Introspection

It’s now well into fall and that means that it’s a great time to go out on adventures. We went on the lift at Solitude which was lots of fun, and I went up with EV to enjoy the canyon. It also means so much football. Curtis loves tackle football, but it takes up a ton of time. Peter continues to do flag football, so most Saturdays are spent at games.

I’ve been a bit introspective lately, and here are some of my thoughts:

I’ve long felt that one of my greatest challenges is feeling inadequate. I have a terrible habit of setting high expectations for myself, and constantly not quite meeting them. This leads to a feeling of need to try harder because I’m a failure and not being good enough. Lately, I’ve realized that I want to step away from trying to live a big, super successful life. Trying to reach a big goal simply leads to a nagging feeling that I’ve never good enough.

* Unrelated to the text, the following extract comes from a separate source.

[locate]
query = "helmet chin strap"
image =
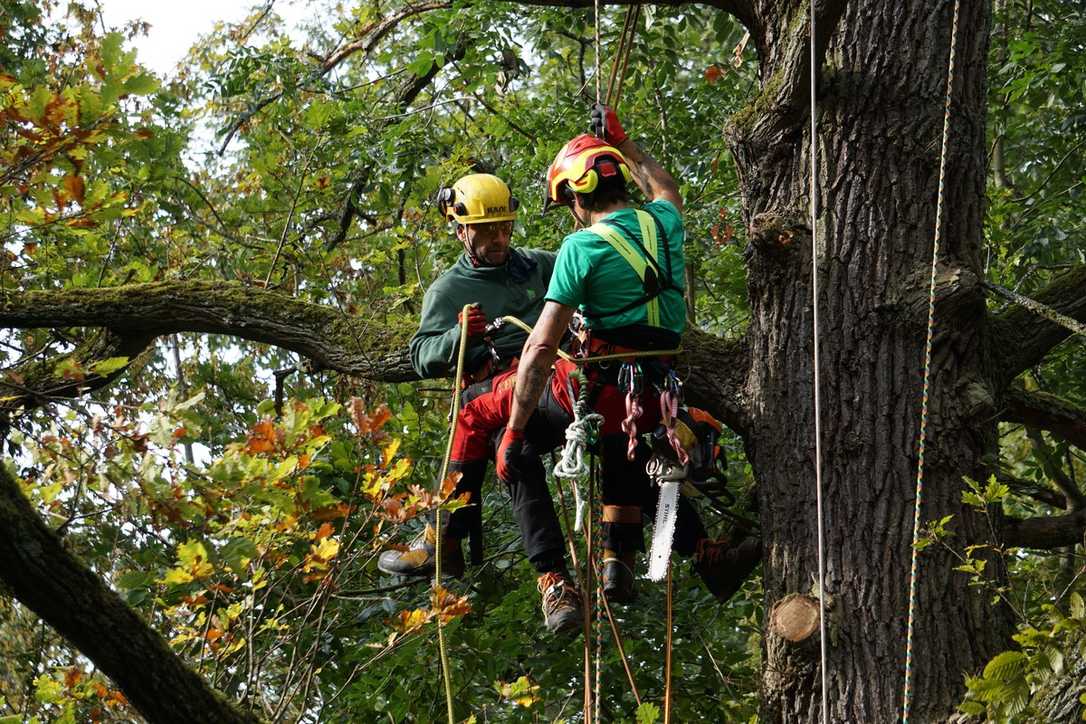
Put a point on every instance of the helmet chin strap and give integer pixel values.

I’m not saying that I want a life that is easy and devoid of challenges: I enjoy having goals to strive for and improving my life. But when I try too hard, it leads to feelings of depression and I often stop trying altogether. I want a life that is simply sufficient: the effort I put in is good enough.

I think it’s good to do what you want instead of what you are supposed to do. It does require a lot of introspection: and also looking beyond right now. Because my choices now affect me in the future. I want to choose things that bring me a happy life, not just a moment of pleasure.

I have a habit of comparing my life to others in a way that leads me to feel unsatisfied with what I have. When people do more than me, it doesn’t mean I also need to do more and I’m not doing enough. When people do less than me, it does not mean I’m better than them. We are all different, and I should instead focus on doing what works for me and trying my best to help others.

I’m sometimes grumpy for no reason, and I think it’s simply that I forget to be grateful. I live a life of privilege, I have many blessings. I have five children, a loving husband, a comfortable home, and many talents and opportunities to use them. I might not be rich or famous, and I’m often super stressed and busy. But that’s okay. I’m blessed to stay home with my children and have so many people around me who love me.

I feel like life is always hard. Challenging. That’s a good thing. If I had everything figured out, what would be the point? The constant change in life means I’m always scrambling a bit. Never fully on top of things. However, I can use the lessons I’ve learned in the past and use consistent effort to not feel overwhelmed.